Suppose you have a Node.js app connected to a MongoDB database for storing book ratings and another app in Java linked to a MariaDB database for managing book details. You're tasked with generating a report combining titles and ratings for each book. Since the MongoDB database lacks information on book titles and the MariaDB database lacks information on ratings, you'll need to merge data from two very different databases. Typically, you'd query each database separately, then use a common identifier like ISBN to match and combine the data. This can be achieved in any programming language that can connect to both databases, such as Java, TypeScript, C#, or Python, as shown in the following figure:

While manually joining data works, databases are designed for such operations, making them more efficient. This approach also turns your SQL application into a complex, harder-to-maintain database polyglot. By using a database proxy like MaxScale, you can handle the data-joining task at the database level using SQL, keeping your application single-faceted. Though this adds another component to your infrastructure, you gain benefits like automatic failover, data masking, and security features. MaxScale is a versatile proxy compatible with both SQL and NoSQL databases and even Kafka. This allows you to integrate your NoSQL app with a relational database, benefiting from ACID compliance.

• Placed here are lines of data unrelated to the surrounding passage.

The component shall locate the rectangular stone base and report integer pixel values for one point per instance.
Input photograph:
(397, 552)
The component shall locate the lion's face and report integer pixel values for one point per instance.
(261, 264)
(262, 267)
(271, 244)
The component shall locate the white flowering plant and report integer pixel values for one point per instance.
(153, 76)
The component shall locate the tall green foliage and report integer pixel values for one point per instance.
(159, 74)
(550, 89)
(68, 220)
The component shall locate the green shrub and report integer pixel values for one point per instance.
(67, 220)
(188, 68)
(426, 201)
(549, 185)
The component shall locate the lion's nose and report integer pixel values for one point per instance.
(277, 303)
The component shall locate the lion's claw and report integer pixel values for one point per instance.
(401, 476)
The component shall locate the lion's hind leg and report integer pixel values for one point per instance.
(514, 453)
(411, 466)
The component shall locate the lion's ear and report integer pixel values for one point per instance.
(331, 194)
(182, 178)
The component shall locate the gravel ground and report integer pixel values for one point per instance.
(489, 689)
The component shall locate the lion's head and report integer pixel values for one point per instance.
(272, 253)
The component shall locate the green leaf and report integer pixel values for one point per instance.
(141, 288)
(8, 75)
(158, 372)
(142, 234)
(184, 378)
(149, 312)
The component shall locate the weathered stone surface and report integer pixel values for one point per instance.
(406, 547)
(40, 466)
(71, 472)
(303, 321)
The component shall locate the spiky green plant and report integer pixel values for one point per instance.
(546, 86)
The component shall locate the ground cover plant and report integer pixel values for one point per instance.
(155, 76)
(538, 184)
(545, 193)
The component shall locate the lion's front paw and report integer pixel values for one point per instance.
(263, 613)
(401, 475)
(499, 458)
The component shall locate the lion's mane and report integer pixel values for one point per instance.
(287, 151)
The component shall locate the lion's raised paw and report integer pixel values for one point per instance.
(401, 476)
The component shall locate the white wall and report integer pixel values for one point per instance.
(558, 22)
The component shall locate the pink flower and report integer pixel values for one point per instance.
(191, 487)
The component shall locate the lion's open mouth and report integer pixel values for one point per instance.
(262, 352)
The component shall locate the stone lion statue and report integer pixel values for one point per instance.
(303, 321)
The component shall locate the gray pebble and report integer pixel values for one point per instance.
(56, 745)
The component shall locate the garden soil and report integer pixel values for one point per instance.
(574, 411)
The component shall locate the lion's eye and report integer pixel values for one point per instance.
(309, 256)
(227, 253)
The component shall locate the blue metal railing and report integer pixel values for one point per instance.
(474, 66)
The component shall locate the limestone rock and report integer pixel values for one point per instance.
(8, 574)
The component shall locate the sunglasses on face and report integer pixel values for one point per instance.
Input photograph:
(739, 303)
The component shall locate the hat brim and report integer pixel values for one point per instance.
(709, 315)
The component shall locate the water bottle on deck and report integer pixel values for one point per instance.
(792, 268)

To follow the rest of this article, make sure you have Docker, the new MariaDB-shell tool, and the mongosh tool installed on your computer.

Setting up the environment with Docker Compose

To set up the database environment, use the following docker-compose.yml file:

version: "3.9"
services:
  mariadb:
    image: alejandrodu/mariadb
    environment:
      - MARIADB_CREATE_DATABASE=demo
      - MARIADB_CREATE_USER=user:Password123!
      - MARIADB_CREATE_MAXSCALE_USER=maxscale_user:MaxScalePassword123!

  maxscale:
    image: alejandrodu/mariadb-maxscale
    command: --admin_host 0.0.0.0 --admin_secure_gui false
    ports:
      - "3306:4000"
      - "27017:27017"
      - "8989:8989"
    environment:
      - MAXSCALE_USER=maxscale_user:MaxScalePassword123!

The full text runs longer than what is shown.